Accurate Performance Modeling And Uncertainty Analysis of Lossy Compression in Scientific Applications
Youyuan Liu, Taolue Yang, Sian Jin
TL;DR
The paper tackles the challenge of predicting compression time for prediction-based lossy compression in large-scale scientific data. It introduces a four-stage decomposition of the compression workflow, with stage-specific surrogate models and offline tuning to enable fast, generalizable predictions. A dedicated uncertainty analysis separates system and algorithm uncertainty, modeling both as normal distributions and combining them to produce a $95\%$ confidence interval; results show an average prediction error of about $5\%$ across six datasets. The work enables time-aware scheduling and resource allocation in HPC workflows, with practical impact on reducing wait times and improving throughput in data-intensive scientific simulations.
Abstract
Scientific applications typically generate large volumes of floating-point data, making lossy compression one of the most effective methods for data reduction, thereby lowering storage requirements and improving performance in large-scale applications.

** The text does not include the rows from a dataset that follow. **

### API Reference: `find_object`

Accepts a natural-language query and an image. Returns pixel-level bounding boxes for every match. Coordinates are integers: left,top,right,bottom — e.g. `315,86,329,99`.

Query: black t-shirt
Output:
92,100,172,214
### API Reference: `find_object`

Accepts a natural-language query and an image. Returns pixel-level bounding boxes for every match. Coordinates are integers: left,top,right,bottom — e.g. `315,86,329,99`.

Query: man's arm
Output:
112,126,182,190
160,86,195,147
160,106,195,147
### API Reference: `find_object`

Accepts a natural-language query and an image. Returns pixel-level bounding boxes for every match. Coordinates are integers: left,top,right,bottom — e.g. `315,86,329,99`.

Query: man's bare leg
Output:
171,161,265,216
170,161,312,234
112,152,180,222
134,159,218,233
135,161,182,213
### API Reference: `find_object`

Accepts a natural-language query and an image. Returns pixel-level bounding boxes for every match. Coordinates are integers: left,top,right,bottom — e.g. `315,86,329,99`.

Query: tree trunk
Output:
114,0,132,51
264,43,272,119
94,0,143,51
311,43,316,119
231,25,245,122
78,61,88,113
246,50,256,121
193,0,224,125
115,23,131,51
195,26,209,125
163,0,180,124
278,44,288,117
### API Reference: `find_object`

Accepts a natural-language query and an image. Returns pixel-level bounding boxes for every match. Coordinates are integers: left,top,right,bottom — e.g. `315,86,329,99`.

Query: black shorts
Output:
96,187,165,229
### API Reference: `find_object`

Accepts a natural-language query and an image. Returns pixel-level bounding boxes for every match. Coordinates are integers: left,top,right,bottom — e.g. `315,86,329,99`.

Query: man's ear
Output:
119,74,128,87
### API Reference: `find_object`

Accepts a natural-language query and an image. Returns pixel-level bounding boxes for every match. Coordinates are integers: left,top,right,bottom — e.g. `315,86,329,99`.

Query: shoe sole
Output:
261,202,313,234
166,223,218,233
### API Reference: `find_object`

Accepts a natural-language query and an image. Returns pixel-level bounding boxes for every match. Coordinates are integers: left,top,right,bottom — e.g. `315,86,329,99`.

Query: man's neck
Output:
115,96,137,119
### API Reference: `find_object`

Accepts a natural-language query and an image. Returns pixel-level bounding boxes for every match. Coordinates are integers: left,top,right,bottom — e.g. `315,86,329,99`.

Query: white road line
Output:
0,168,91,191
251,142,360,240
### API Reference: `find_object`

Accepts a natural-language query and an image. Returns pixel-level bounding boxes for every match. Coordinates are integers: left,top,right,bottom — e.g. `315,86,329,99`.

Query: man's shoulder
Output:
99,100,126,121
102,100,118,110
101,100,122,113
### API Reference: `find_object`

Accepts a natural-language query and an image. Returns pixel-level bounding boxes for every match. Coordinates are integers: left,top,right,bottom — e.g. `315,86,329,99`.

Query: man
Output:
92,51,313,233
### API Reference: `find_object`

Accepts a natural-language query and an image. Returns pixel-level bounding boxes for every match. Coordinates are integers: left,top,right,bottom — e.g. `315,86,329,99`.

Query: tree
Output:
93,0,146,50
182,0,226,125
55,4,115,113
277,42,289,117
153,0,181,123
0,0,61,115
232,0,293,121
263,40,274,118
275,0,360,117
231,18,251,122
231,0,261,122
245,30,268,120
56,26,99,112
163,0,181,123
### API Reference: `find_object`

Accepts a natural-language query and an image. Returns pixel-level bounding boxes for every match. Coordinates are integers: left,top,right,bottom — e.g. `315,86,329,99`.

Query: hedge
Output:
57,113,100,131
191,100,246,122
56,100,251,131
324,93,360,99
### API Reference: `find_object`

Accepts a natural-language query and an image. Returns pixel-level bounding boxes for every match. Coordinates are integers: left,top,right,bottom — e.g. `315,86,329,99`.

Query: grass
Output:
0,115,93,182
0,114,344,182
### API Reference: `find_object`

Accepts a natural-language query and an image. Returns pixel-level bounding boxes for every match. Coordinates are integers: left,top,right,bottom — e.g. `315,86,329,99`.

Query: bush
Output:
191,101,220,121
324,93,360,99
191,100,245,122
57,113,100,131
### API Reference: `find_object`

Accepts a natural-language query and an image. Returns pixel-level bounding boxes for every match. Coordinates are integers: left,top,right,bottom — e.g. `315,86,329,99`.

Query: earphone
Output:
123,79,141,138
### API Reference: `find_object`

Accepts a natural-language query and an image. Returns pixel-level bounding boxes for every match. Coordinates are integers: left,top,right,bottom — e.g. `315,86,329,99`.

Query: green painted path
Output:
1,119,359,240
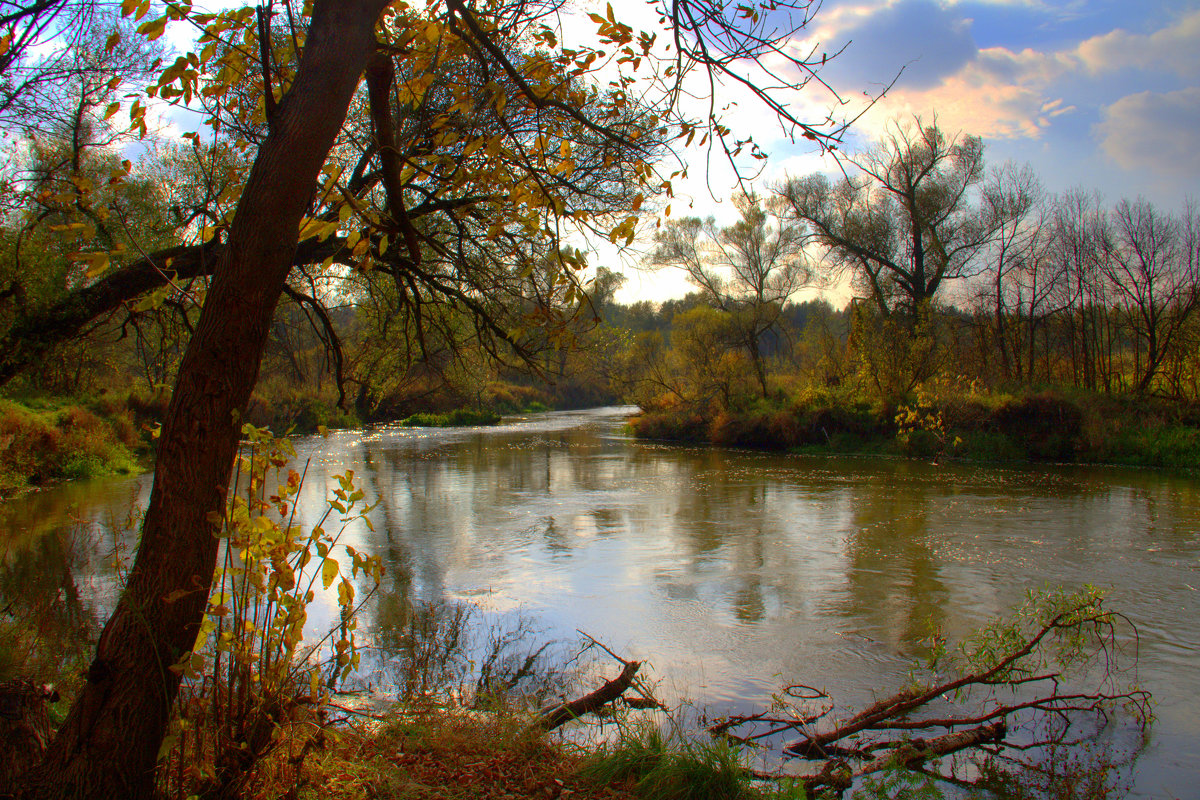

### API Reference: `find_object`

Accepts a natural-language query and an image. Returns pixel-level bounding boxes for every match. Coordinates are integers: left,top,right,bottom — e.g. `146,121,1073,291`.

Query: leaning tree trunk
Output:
21,2,387,797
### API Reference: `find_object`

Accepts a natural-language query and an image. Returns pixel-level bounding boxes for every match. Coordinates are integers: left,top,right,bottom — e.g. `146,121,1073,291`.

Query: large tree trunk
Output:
21,2,387,797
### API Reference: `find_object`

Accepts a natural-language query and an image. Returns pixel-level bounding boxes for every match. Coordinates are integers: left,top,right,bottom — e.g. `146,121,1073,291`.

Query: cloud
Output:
818,5,1200,143
1094,87,1200,177
857,44,1074,139
1074,9,1200,77
820,0,979,91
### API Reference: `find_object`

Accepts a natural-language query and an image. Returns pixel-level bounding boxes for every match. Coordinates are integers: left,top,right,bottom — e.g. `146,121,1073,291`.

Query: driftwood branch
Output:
534,660,640,731
713,594,1151,798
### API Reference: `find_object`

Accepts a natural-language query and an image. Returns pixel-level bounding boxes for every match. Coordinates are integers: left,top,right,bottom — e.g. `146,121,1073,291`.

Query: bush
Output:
399,408,501,427
990,393,1083,461
0,399,141,495
627,412,710,442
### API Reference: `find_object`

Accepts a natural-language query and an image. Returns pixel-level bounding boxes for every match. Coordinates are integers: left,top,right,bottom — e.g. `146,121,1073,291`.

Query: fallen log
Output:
804,721,1007,796
715,590,1151,798
533,660,640,731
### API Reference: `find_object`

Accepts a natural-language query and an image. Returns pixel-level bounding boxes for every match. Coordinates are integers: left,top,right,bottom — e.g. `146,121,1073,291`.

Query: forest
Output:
0,0,1193,798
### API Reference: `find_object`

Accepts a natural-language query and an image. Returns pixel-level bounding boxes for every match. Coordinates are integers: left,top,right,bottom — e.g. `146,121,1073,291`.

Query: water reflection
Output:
0,408,1197,796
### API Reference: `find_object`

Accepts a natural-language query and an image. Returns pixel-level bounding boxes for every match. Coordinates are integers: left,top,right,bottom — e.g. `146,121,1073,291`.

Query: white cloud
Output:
776,4,1200,147
1074,9,1200,77
852,44,1073,139
1095,87,1200,177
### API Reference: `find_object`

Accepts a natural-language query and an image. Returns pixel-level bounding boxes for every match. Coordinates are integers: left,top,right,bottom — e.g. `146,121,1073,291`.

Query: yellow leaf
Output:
321,557,338,590
137,15,168,40
103,102,121,121
105,31,121,52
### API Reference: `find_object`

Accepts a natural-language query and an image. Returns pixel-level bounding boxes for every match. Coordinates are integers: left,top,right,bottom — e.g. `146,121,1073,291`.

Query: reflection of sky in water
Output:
1,407,1198,797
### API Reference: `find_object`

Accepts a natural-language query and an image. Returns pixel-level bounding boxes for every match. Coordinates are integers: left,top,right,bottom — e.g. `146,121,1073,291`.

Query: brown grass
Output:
294,710,639,800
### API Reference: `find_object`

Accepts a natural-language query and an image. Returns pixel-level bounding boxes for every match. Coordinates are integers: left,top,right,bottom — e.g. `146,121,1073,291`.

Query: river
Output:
2,406,1197,796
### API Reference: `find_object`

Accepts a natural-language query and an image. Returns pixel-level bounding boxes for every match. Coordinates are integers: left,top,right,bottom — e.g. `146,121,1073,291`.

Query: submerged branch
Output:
712,590,1151,798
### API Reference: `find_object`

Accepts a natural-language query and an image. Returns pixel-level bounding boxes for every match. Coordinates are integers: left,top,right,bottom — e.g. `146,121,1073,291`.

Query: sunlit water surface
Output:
3,407,1197,797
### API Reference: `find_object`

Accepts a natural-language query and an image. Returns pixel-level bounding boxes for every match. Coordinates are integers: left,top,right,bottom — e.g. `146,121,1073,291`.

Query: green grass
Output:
580,723,771,800
398,408,502,427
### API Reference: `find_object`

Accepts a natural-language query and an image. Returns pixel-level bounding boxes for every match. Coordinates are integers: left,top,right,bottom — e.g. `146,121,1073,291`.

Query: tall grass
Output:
580,722,764,800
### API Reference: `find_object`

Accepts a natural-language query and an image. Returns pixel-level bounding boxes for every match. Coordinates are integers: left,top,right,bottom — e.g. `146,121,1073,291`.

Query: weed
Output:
158,425,383,800
581,722,759,800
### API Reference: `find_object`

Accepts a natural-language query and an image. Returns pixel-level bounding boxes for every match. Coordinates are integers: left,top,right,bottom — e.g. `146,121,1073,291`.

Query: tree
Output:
649,193,810,398
11,1,846,796
1047,189,1113,392
0,1,108,133
24,3,390,796
779,118,1002,319
973,162,1042,382
1101,198,1200,394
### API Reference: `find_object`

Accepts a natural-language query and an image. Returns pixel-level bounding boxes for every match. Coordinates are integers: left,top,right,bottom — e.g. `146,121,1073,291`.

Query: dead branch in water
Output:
532,633,667,731
711,589,1152,798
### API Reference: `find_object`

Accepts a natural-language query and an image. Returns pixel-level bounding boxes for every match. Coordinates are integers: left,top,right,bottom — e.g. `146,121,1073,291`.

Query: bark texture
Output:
21,2,387,797
0,681,56,794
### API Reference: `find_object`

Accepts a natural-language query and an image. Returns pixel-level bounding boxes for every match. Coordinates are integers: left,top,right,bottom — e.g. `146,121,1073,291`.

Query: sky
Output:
146,1,1200,304
612,0,1200,302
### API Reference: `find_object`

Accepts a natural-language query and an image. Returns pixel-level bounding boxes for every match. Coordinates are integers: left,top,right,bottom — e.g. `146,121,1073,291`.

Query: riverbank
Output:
0,394,159,497
0,387,563,496
628,388,1200,470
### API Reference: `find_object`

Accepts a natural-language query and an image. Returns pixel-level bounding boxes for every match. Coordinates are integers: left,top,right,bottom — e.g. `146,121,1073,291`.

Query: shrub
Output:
0,399,140,494
990,393,1083,461
628,412,710,442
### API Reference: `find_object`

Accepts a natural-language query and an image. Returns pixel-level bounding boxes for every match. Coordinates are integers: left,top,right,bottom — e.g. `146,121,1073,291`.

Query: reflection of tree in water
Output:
0,528,101,680
641,449,784,625
1125,472,1200,554
840,473,951,653
0,482,143,681
357,440,419,663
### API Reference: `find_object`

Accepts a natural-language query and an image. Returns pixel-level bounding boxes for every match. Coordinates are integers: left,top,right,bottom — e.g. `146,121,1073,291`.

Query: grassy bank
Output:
629,387,1200,470
0,393,162,497
293,710,647,800
0,386,561,496
398,408,503,427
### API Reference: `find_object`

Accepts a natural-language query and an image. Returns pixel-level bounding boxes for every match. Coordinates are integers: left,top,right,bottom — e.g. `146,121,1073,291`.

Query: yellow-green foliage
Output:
580,722,765,800
0,398,141,495
159,425,383,799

However, variations in compression time can significantly impact overall performance improvement, due to inaccurate scheduling, workload imbalances, etc. Existing approaches rely on empirical methods to predict the compression performance, which often lack interpretability and suffer from limitations in accuracy and generalizability. In this paper, we propose surrogate models for predicting the compression time of prediction-based lossy compression and provide a detailed analysis of the factors influencing time variability with uncertainty analysis. Our evaluation shows that our solution can accuratly predict the compression time with 5% average error across six scientific datasets. It also provides accurate 95% confidence interval, which is essential for time-sensitive scheduling and applications.